Find Yourself on The Big Screen
Brad Pitt. Kevin Spacey. Paul Rudd. Meryl Streep. Who is that standing behind them? It’s the extras. They walk around in the street, stand in a locker room, or maybe even sit in a waiting room. But how do you become an extra?
The first step to becoming an extra is to sign up with local extras casting agencies, which may entail a small fee. Most extras casting agencies will post extra opportunities on their website. Extras normally work around 12 hours each day, but it is not unheard of to work up to 18 hours. You will get paid minimum wage or a day rate.
On your first day, check-in with the PA or in some cases a casting person. They could very well be the people who have a headset on with a clipboard yelling instructions to people. When you check-in, you will fill out a voucher. You will most likely be filling out a nonunion voucher because you are not part of the unions representing talent, or at least not yet.
You may be given instructions on what to wear for your first day. Wardrobe will make sure you are dressed in the appropriate clothes, or they will dress you with appropriate clothes. Do not do anything to damage your costume; any cleaning or repair cost could be deducted from your pay. Next, you will go into a waiting area until your group is called for your scene. When you are called on for your scene, choose one constant action to do for the scene. Make sure you repeat it the same way until they change the scene.

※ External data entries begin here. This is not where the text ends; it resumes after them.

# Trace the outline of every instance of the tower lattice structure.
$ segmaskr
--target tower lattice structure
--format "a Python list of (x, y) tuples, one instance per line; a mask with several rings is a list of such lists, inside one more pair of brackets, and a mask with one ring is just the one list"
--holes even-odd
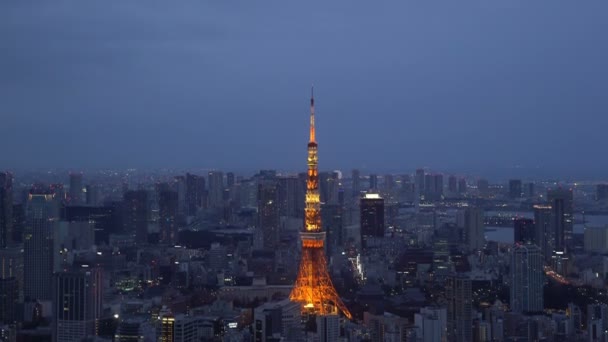
[(319, 171), (317, 168), (317, 141), (315, 138), (315, 100), (310, 97), (310, 141), (308, 142), (308, 176), (306, 180), (306, 207), (304, 209), (304, 230), (302, 239), (302, 259), (296, 284), (289, 298), (302, 303), (305, 314), (325, 315), (341, 311), (344, 316), (352, 316), (329, 277), (325, 258), (325, 232), (321, 227), (321, 201), (319, 196)]

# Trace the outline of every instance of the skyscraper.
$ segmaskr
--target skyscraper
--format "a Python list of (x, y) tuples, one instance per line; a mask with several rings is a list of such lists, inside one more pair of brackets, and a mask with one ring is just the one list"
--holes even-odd
[(24, 233), (24, 296), (29, 300), (52, 300), (53, 233), (59, 217), (54, 194), (32, 190), (28, 196)]
[(359, 170), (354, 169), (352, 172), (352, 182), (353, 182), (353, 197), (359, 196), (359, 191), (361, 191), (361, 174)]
[(369, 175), (369, 189), (372, 191), (378, 190), (378, 175)]
[(370, 247), (370, 239), (384, 237), (384, 199), (378, 194), (361, 198), (361, 247)]
[(424, 195), (424, 170), (423, 169), (417, 169), (416, 170), (416, 178), (414, 180), (415, 182), (415, 187), (416, 187), (416, 194), (418, 194), (418, 196), (422, 196)]
[(234, 172), (226, 173), (226, 187), (232, 188), (235, 184)]
[(13, 176), (0, 172), (0, 248), (13, 240)]
[(515, 243), (535, 243), (534, 220), (523, 217), (513, 220), (513, 241)]
[(552, 255), (552, 243), (550, 243), (552, 232), (552, 208), (548, 205), (534, 206), (534, 244), (543, 253), (545, 260), (549, 260)]
[[(201, 186), (202, 183), (202, 186)], [(202, 189), (201, 189), (202, 188)], [(186, 215), (195, 216), (201, 207), (205, 177), (186, 173)]]
[(53, 326), (56, 341), (82, 341), (95, 336), (101, 317), (103, 283), (97, 268), (73, 269), (54, 275)]
[(483, 249), (486, 240), (484, 236), (483, 211), (479, 208), (468, 207), (458, 212), (457, 225), (463, 229), (464, 243), (468, 250)]
[(471, 279), (466, 275), (448, 277), (448, 341), (473, 341), (473, 293)]
[(458, 192), (458, 179), (454, 175), (451, 175), (448, 178), (448, 191), (450, 194), (455, 194)]
[[(572, 241), (572, 229), (574, 227), (574, 199), (572, 189), (549, 189), (547, 191), (547, 201), (553, 207), (554, 215), (562, 215), (563, 219), (554, 216), (554, 229), (556, 233), (563, 229), (563, 246), (562, 249), (568, 248)], [(562, 203), (556, 201), (561, 200)], [(563, 225), (560, 226), (560, 225)], [(560, 246), (560, 236), (555, 238), (556, 248)]]
[(339, 204), (321, 205), (321, 222), (323, 230), (326, 233), (327, 251), (330, 253), (334, 252), (338, 246), (342, 246), (344, 243), (342, 236), (342, 206)]
[(543, 255), (536, 245), (518, 244), (511, 255), (511, 310), (543, 311)]
[(258, 184), (258, 229), (262, 230), (264, 249), (273, 250), (279, 244), (279, 192), (276, 182)]
[(138, 243), (148, 242), (148, 194), (129, 190), (124, 194), (125, 228)]
[(424, 199), (439, 201), (443, 196), (443, 175), (427, 174), (424, 176)]
[(467, 192), (467, 180), (464, 178), (460, 178), (458, 180), (458, 193), (464, 194)]
[(209, 207), (218, 209), (224, 206), (224, 174), (220, 171), (211, 171), (207, 177)]
[(279, 177), (278, 190), (280, 216), (298, 217), (299, 210), (303, 209), (299, 204), (301, 198), (298, 195), (301, 195), (301, 191), (298, 177)]
[(338, 296), (327, 270), (325, 232), (321, 226), (317, 147), (314, 98), (311, 96), (306, 209), (304, 210), (304, 230), (300, 233), (302, 258), (296, 283), (289, 299), (301, 303), (306, 315), (326, 315), (340, 310), (350, 319), (352, 316)]
[(70, 205), (81, 205), (83, 201), (82, 173), (70, 173)]
[(521, 179), (510, 179), (509, 180), (509, 198), (516, 199), (521, 198), (522, 188)]
[(161, 190), (158, 198), (160, 241), (173, 244), (177, 241), (177, 192)]

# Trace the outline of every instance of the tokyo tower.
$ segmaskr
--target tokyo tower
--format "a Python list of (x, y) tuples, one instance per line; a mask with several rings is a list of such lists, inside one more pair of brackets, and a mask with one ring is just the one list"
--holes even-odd
[(352, 316), (334, 288), (325, 258), (325, 232), (321, 228), (321, 201), (317, 168), (317, 141), (315, 139), (315, 100), (310, 97), (310, 141), (308, 142), (308, 176), (306, 180), (306, 207), (302, 239), (302, 260), (296, 284), (289, 298), (302, 303), (302, 312), (326, 315), (341, 311)]

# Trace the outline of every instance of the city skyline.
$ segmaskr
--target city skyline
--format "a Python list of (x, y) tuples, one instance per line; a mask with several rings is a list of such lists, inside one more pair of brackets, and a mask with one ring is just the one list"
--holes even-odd
[(608, 5), (393, 5), (3, 3), (0, 164), (602, 175)]

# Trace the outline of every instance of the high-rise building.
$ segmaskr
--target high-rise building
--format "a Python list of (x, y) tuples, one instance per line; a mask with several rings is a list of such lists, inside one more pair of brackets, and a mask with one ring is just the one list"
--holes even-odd
[(359, 170), (354, 169), (352, 172), (352, 183), (353, 183), (353, 197), (358, 197), (361, 191), (361, 173)]
[(361, 211), (361, 246), (368, 248), (370, 239), (384, 237), (384, 199), (378, 194), (365, 194)]
[(448, 341), (473, 341), (471, 279), (462, 274), (453, 274), (448, 277), (446, 297), (448, 301)]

At the end of the day, make sure you are dismissed by the background PA. Bring your voucher to the person that checked you in, and they’ll sign you out and write down the time of your departure. They will make a copy of the voucher and keep one copy of it; the other copy goes to you.
A good reputation can get you far in this business, and a bad one can ruin you. To get a good reputation, make sure you are always on time and very attentive when you are given instructions. You don’t stand out by doing better than what is expected; you stand out when the other extras fail to do what’s expected. Always keep a low profile. Don’t get star-struck if you see a celebrity walking by or if a director addresses you directly . . . if that happens, you’re probably already in trouble.
During the downtimes on set, have something to do. Some productions will allow you to bring your phone; others may not. A tablet would be a great way to pass time by playing a game or reading. A book is another option that allows you to keep quiet and to yourself. Snacks are provided but it is a smart thing to bring your own snack if you have dietary needs, extras eat last. Be sure to put all your devices on vibrate and stay quiet.
Being an extra can be fun and exciting; definitely more so than a boring 9-to-5 job in an office. Although all that work and those long days can tire you out, the most important thing to remember is to have a smile on your face at all times. A positive attitude can really help you out. Maybe you’ll get selected for a more prominent role such as Woman Reading on Bench #2 rather than the girl standing in a crowd in the distance.
The union for on-screen principal actors is the Screen Actors Guild - American Federation of Television and Radio Artists, or SAG-AFTRA for short. SAG-AFTRA also has jurisdiction over background actors, commonly referred to as extras, in some national markets, but not all. For Georgia, SAG-AFTRA background actors are only covered on commercial and corporate non-broadcast productions.